Ayesha mengangguk mendengar ucapan wanita di depannya, lalu meremas tangan Anzilla tak kalah erat untuk meyakinkan bahwa kini dia juga akan berjuang membantunya. "Aku juga akan mengatakan soal kau pada suamiku agar kita bisa memikirkan cara untuk kembali. Aku akan memastikan informasi apapun bisa kau peroleh untuk menghindari sesuatu yang buruk dilakukan oleh Areta dan Al-Malik."

Anzilla mengangguk paham, perasaannya sedikit membaik karena dia akhirnya tak merasa sendirian lagi. Tak berapa lams setelah pembicaraan itu, Ayesha pun pamit keluar.

"Halima, apa kau sudah mencari tahu soal gadis pelayan yang selalu bertingkah aneh sepertiku?" Anzilla bertanya pada Halima ketika wanita itu masuk.

"Sudah, Yang Mulia, saya ingat bahwa ada salah satu pelayan yang sering sekali berbicara hal aneh seperti Anda, dia selalu menyebut-nyebut kata masa depan.
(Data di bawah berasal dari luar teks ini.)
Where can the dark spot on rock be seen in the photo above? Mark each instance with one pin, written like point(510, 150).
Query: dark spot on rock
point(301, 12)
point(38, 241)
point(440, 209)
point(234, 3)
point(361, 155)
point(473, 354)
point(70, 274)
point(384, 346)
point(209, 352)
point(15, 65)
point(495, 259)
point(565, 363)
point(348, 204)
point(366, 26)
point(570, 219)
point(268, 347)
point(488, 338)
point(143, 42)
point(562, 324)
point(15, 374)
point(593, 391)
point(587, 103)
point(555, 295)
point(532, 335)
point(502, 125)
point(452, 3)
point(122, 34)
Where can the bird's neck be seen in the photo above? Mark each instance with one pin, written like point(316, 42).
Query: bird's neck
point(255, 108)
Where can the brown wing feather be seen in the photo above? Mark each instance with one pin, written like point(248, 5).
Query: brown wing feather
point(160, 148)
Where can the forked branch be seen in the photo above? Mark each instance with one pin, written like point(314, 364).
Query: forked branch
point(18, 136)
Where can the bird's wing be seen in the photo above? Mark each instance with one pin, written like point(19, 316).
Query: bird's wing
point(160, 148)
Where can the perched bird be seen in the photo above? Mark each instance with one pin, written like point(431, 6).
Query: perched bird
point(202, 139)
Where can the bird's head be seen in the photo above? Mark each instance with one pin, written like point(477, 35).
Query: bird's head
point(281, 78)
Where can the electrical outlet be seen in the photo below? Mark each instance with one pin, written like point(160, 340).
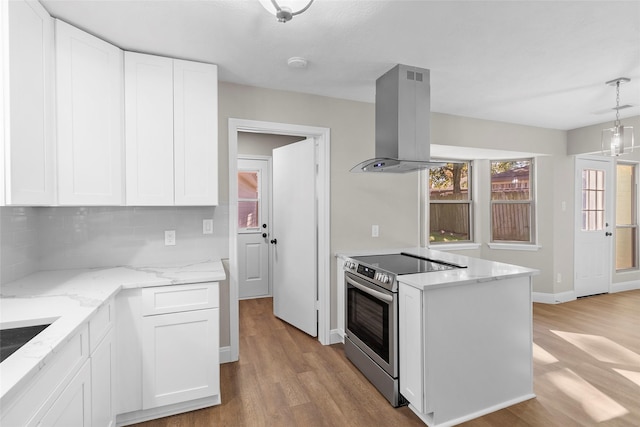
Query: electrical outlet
point(170, 238)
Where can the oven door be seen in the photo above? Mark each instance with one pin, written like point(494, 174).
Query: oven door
point(371, 321)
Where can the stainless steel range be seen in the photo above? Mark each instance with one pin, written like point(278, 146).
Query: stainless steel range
point(371, 317)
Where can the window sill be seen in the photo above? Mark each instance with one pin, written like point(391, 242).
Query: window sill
point(514, 247)
point(455, 246)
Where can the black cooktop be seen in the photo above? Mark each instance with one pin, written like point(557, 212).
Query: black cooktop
point(404, 263)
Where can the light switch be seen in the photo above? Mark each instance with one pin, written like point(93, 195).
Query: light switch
point(170, 238)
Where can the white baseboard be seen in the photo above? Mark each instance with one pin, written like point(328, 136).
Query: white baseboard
point(336, 336)
point(225, 355)
point(547, 298)
point(625, 286)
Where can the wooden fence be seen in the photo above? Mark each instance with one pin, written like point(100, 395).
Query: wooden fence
point(511, 222)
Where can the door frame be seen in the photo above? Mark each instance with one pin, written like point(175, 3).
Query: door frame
point(609, 205)
point(322, 137)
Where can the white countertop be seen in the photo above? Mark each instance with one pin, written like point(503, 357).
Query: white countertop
point(71, 297)
point(477, 271)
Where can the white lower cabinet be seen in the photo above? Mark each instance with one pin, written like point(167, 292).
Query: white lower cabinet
point(73, 406)
point(168, 351)
point(179, 360)
point(102, 383)
point(465, 349)
point(58, 392)
point(411, 344)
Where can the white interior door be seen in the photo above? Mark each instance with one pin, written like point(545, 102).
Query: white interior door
point(294, 235)
point(594, 226)
point(253, 228)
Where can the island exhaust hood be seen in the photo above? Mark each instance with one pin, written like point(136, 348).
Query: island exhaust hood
point(403, 117)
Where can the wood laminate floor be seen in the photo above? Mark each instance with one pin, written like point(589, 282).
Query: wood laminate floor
point(586, 373)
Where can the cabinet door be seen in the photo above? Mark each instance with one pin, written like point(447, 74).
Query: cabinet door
point(411, 340)
point(180, 357)
point(196, 133)
point(102, 383)
point(148, 129)
point(89, 83)
point(73, 406)
point(28, 103)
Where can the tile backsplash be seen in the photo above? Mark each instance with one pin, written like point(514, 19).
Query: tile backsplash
point(82, 237)
point(18, 242)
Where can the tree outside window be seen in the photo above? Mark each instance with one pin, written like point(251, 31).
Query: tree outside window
point(450, 207)
point(512, 201)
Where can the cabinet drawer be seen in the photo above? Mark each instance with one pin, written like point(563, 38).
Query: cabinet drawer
point(100, 324)
point(51, 380)
point(173, 299)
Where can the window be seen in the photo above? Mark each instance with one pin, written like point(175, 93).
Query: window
point(592, 200)
point(248, 199)
point(512, 201)
point(626, 217)
point(450, 207)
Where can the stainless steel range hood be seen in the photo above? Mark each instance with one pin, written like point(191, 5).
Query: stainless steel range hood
point(403, 117)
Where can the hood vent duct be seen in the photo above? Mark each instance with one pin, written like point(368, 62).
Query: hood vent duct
point(403, 118)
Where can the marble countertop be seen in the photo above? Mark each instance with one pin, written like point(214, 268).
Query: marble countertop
point(476, 271)
point(69, 298)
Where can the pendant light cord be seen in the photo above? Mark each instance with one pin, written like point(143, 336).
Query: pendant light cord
point(617, 123)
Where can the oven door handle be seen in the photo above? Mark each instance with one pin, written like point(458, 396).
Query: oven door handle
point(372, 292)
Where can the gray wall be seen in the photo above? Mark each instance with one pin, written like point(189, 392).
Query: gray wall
point(587, 140)
point(393, 201)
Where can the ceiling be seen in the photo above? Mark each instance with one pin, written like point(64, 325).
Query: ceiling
point(539, 63)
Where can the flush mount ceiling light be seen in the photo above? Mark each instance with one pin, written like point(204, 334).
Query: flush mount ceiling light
point(618, 139)
point(286, 12)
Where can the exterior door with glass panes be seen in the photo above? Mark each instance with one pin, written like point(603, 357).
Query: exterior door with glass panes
point(253, 227)
point(594, 226)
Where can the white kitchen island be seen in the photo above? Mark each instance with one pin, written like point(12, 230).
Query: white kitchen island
point(465, 338)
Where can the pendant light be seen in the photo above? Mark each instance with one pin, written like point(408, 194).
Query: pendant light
point(618, 139)
point(286, 12)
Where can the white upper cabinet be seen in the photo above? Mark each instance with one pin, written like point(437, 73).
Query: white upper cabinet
point(149, 129)
point(171, 109)
point(196, 133)
point(89, 83)
point(27, 104)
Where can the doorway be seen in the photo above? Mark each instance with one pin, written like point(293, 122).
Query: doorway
point(254, 181)
point(321, 136)
point(594, 225)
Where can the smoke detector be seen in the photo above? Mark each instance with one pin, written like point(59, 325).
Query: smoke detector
point(297, 62)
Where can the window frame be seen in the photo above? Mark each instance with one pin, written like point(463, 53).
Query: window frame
point(426, 209)
point(258, 200)
point(634, 206)
point(532, 243)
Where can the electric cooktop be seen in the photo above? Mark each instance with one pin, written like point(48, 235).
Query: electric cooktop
point(404, 263)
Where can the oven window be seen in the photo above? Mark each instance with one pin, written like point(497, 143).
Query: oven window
point(368, 319)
Saya pernah mendengar pembicaraanya dengan pelayan yang lain ketika saya hendak mengambil makanan."

"Bawa dia padaku besok, aku ingin bicara empat mata di sini. Pastikan tak ada yang tahu."

Halima pun mengangguk, dia mengamati permaisuri sejenak. "Apa Anda benar-benar bukan ratu Zubaidah?"

Anzilla mendongak mendengar ucapan Halima. Dia menatap wanita itu lalu bangkit dan mendekatinya. "Entah kau selama ini benar-benar tak tahu atau hanya pura-pura tak tahu tentang aku. Tapi terima kasih karena sudah menjaga aku selama di sini, Halima. Aku tak akan melupakanmu jika suatu saat aku harus pergi. Terima kasih juga karena sudah mengajari aku banyak hal tentang kebiasaan ratu Zubaidah hingga aku bisa belajar banyak darinya. Berkatmu aku jadi tahu bahwa kalian bangsa Arab dan orang-orang islam tidak seburuk yang aku pikirkan. Hanya saja masih ada satu hal lagi yang ingin aku pastikan soal khalifah. Aku ingin lebih yakin lagi tentangnya."

Halima mengangguk paham, lalu Anzilla memeluk wanita itu. Bersama Halima, Anzilla selalu merasa nyaman karena sifat keibuannya. Meski dirinya kerap berbuat onar, wanita paruh baya ini tak pernah bosan mengingatkannya.